Because pain is often the most debilitating symptom, the following medications may be used:

NSAIDs or acetaminophen: For mild to moderate pain;
Gabapentin or pregabalin: For neuropathic pain and postherpetic neuralgia;
Tricyclic antidepressants (e.g., amitriptyline): Especially for long-term nerve pain;
Topical 5% lidocaine patches: For localized relief in neuralgic areas;
Opioids: Reserved for severe, refractory pain not controlled by other means.

Topical care and symptom relief:

Cold compresses: Reduce burning and inflammation;
Calamine or soothing lotions: Help dry out vesicles and relieve itching;
Proper hygiene: To prevent secondary bacterial infection.

Complications of Herpes Zoster

While most cases of herpes zoster resolve within 2–4 weeks, serious complications can occur, especially in older adults and immunosuppressed individuals:

Postherpetic neuralgia (PHN): Persistent neuropathic pain lasting >90 days after rash resolution; more common in patients over 60;
Ophthalmic zoster: Involvement of the trigeminal nerve’s ophthalmic branch may result in keratitis, uveitis, or even permanent vision loss;
Disseminated zoster: Occurs in immunocompromised individuals; characterized by widespread lesions and internal organ involvement;
Zoster meningitis or encephalitis: Rare but severe neurologic complications;
Motor neuropathies: Can lead to limb weakness or facial paralysis in affected dermatomes.

Prevention of Herpes Zoster and Its Complications

Prevention of shingles is focused primarily on vaccination and immune system support:

Vaccination:

Vaccination is the most effective method to reduce both the incidence and severity of herpes zoster and postherpetic neuralgia.

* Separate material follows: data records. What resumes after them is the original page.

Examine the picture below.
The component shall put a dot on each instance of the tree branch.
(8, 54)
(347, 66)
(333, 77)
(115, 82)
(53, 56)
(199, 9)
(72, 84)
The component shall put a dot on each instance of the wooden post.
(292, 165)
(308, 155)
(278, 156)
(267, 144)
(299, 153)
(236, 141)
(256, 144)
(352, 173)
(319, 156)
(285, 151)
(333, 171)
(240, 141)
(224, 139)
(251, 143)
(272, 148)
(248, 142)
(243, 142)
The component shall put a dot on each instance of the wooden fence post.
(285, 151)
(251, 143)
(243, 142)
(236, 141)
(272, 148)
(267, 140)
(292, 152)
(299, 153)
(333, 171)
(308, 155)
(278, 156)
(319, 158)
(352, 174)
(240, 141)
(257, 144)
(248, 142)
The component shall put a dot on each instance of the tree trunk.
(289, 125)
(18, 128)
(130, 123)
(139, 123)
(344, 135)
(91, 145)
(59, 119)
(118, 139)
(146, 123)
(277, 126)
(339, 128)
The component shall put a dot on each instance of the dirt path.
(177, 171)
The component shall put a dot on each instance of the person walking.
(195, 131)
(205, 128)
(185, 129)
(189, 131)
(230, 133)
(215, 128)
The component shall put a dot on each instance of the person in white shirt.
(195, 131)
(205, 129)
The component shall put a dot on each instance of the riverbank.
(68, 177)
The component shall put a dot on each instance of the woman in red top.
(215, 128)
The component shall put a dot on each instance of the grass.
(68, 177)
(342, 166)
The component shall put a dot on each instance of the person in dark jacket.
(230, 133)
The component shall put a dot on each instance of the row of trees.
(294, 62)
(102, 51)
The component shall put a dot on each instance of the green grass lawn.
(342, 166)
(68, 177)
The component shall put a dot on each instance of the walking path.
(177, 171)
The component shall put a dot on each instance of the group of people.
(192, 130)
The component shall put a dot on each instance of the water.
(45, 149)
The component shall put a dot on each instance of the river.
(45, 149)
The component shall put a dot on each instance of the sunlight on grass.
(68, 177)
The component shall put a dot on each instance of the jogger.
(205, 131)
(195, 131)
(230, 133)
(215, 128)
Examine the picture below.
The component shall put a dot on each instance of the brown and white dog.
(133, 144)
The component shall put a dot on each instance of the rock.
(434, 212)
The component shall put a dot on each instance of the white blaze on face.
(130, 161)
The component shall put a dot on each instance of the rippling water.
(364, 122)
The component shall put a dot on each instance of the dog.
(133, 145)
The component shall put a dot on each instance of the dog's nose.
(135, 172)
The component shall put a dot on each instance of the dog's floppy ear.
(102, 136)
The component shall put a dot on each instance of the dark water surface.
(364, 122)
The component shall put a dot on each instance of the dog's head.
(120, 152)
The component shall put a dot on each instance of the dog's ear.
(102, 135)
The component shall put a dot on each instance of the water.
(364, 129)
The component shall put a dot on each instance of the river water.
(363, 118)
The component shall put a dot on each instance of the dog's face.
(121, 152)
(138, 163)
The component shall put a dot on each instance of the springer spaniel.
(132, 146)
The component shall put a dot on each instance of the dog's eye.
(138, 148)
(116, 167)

There are two main vaccine options:

Shingrix (recombinant zoster vaccine): Recommended for adults aged 50 and older; administered in two doses 2–6 months apart; offers >90% protection;
Zostavax (live attenuated vaccine): Older vaccine, less commonly used today; not recommended for immunocompromised individuals.

Additional prevention strategies include:

Early treatment of primary varicella (chickenpox) and reducing contact with infected individuals;
Healthy lifestyle and immune support: Adequate sleep, stress management, balanced nutrition, and avoidance of immunosuppressive triggers;
Prompt treatment of new herpes zoster episodes to reduce duration, severity, and likelihood of complications.

Conclusion

Herpes zoster is a potentially debilitating disease that goes beyond skin manifestations, often involving significant nerve pain and long-term complications. Early recognition, timely antiviral therapy, and adequate pain management are key to minimizing morbidity. Vaccination offers powerful protection, especially in older adults who are at the greatest risk.

Through proper education, proactive health management, and access to medical care, individuals can significantly reduce the impact of shingles and maintain better quality of life—even in the face of this challenging reactivation disease.